J’ai frôlé l’implosion. Je n’ai aucune idée de combien de temps j’ai devant moi avant que cela se produise, ou si j’ai suffisamment désamorcé pour y échapper.
Je me suis mise à pleurer, pour rien et tout.
J’ai pleuré sur des livres, en trottinette, sous la douche, en prenant le courrier, à la médiathèque, dans la rue, sur le canapé, la nuit, le jour, dans ses bras. Débordement soudain, sans lien, sans prise, comme ça.
Et la pression, plus forte, à l’intérieur. Chaque fois.
En moi, la chute. Inscrite. Insaisissable.
C’est monté d’un cran à la médiathèque, une histoire de livres disparus (qui ne l’étaient pas), ça a atteint un sommet dingue lorsqu’une femme s’est interposée sur mon passage avec une règle stupide et que j’ai remise à sa place sans m’énerver (mon dieu son visage, je regrette) alors que je désirais l’écharper, la violence est montée pendant que je faisais le tour d’un bâtiment alors que ça n’avait aucun sens, et j’ai failli déconner avec l’agent de sécurité qui se prenait pour un cowboy. J’ai senti la bascule. Le hurlement que je ravale avec le peu de maitrise qu’il me reste. Et finalement demander les clés à mon mari, rentrer me mettre en sécurité dans la voiture et pleurer sans que la pression ne retombe.

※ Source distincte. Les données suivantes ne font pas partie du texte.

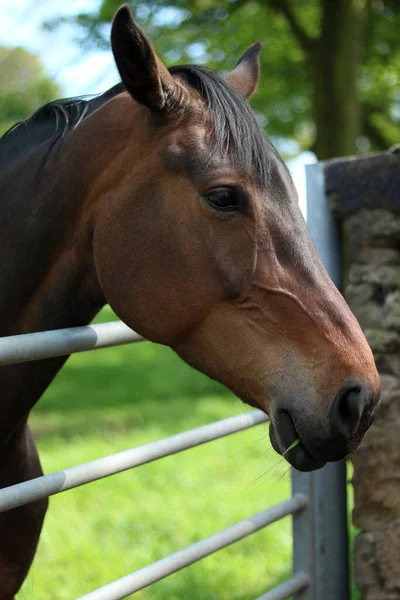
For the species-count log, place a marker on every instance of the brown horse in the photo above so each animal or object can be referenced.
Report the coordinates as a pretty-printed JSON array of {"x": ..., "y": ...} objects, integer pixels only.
[{"x": 165, "y": 198}]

La terreur à l’idée du cyclone qui va me, nous, tomber dessus.

Je me suis souvenue de ma pire crise, celle qui me terrifie depuis. Celle où je me suis totalement déconnectée – vous saviez-vous, qu’on pouvait quitter son corps ? Que l’univers était entièrement noir ? Qu’on pouvait perdre les contours de soi ? Et de l’ensuite. Lorsque je suis retombée dans mon corps. Comment j’ai dû tromper mon cerveau pour l’apaiser, me remettre. Me reconnecter. Comme si tout allait bien, comme si la bascule n’avait pas eu lieu, comme si je n’avais pas déconné avec la flic et qu’elle m’avait gentiment parlé. La visualisation d’une autre ligne de temps, parallèle, où tout est bien. C’est comme ça que je me suis remise droite, ensuite.

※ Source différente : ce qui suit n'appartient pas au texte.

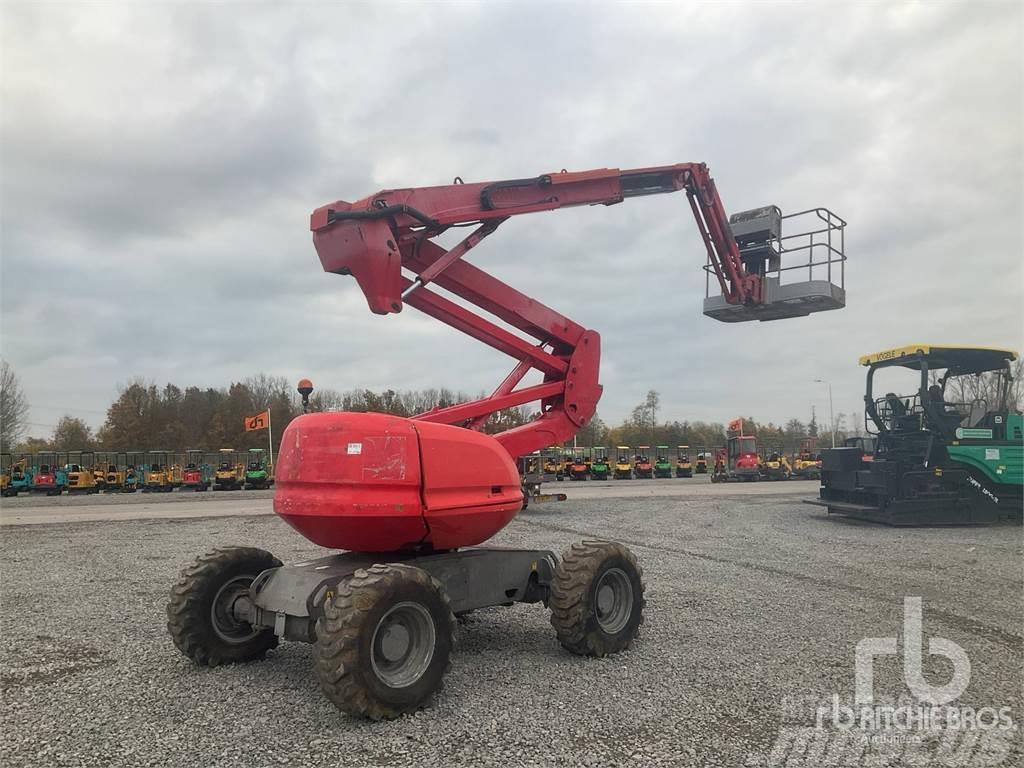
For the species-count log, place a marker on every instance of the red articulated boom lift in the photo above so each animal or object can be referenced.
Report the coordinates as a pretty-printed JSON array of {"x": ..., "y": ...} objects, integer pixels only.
[{"x": 410, "y": 499}]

Je l’ai travaillé ce matin, méditation, visualisation, soin. J’ai un trou béant dans la poitrine, tellement grand on pourrait y ranger notre galaxie. Ce trou m’avale, et si j’implose c’est là que je tomberai, la déconnexion brutale et la perte totale de mon être. Dissociation, dirait-elle.
Comment expliquer aux autres, ceux qui assistent à, que ça n’a rien avoir avec eux et tout avec moi. Que l’extérieur n’est qu’un détonateur. Que je meurs un peu chaque fois, phœnix. Que les hurlements ne sont là que pour rester en vie.

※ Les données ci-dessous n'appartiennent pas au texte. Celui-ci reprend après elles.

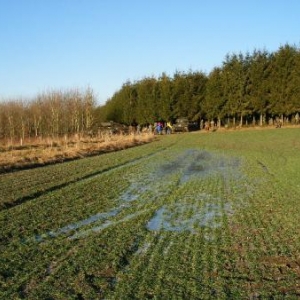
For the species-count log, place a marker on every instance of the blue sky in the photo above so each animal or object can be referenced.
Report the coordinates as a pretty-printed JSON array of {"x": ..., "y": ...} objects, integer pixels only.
[{"x": 65, "y": 44}]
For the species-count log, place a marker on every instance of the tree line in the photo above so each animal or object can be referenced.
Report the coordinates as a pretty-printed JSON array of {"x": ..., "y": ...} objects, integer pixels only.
[
  {"x": 247, "y": 89},
  {"x": 50, "y": 114}
]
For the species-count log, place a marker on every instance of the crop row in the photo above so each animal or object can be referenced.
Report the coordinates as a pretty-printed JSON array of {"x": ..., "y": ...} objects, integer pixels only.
[{"x": 194, "y": 221}]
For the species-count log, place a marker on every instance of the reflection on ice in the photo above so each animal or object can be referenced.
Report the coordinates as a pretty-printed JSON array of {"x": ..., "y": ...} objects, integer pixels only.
[{"x": 175, "y": 219}]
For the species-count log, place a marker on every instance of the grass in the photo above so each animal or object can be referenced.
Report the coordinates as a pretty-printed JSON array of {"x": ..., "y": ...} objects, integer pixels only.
[
  {"x": 38, "y": 152},
  {"x": 225, "y": 206}
]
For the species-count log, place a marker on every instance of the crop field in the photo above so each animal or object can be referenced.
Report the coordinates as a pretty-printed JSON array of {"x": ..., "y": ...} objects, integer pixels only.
[{"x": 189, "y": 216}]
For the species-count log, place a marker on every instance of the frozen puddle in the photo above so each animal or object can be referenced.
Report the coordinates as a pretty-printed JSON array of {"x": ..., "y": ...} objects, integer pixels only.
[
  {"x": 158, "y": 183},
  {"x": 180, "y": 219}
]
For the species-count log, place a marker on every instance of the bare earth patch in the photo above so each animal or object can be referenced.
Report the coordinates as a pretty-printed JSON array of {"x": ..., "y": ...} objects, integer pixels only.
[{"x": 41, "y": 152}]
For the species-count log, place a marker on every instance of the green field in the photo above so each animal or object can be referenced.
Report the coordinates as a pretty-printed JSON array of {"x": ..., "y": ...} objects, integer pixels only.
[{"x": 189, "y": 216}]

J’ai pris soin de ce trou noir, des morts qui le peuplent, de ma détresse, de ces trop, des amitiés qui s’enfoncent, de la solitude, de la tristesse, de la souffrance, de celle que je suis, de celle que j’ai été, de celle qu’on a abusé, j’ai regardé celle qui a détruit l’enfant, celui qui m’a tuée une fois, celui qui m’a tuée 2191 fois*, je me suis vue hurler et tout casser autour de moi, hurler et détruire, hurler hurler hurler, massacrer broyer anéantir, hurler jusqu’à ne plus pouvoir user la voix, briser jusqu’à ce qu’il n’y ait plus rien, hurler et fracasser, et c’est moi que j’ai terrassé, à la fin.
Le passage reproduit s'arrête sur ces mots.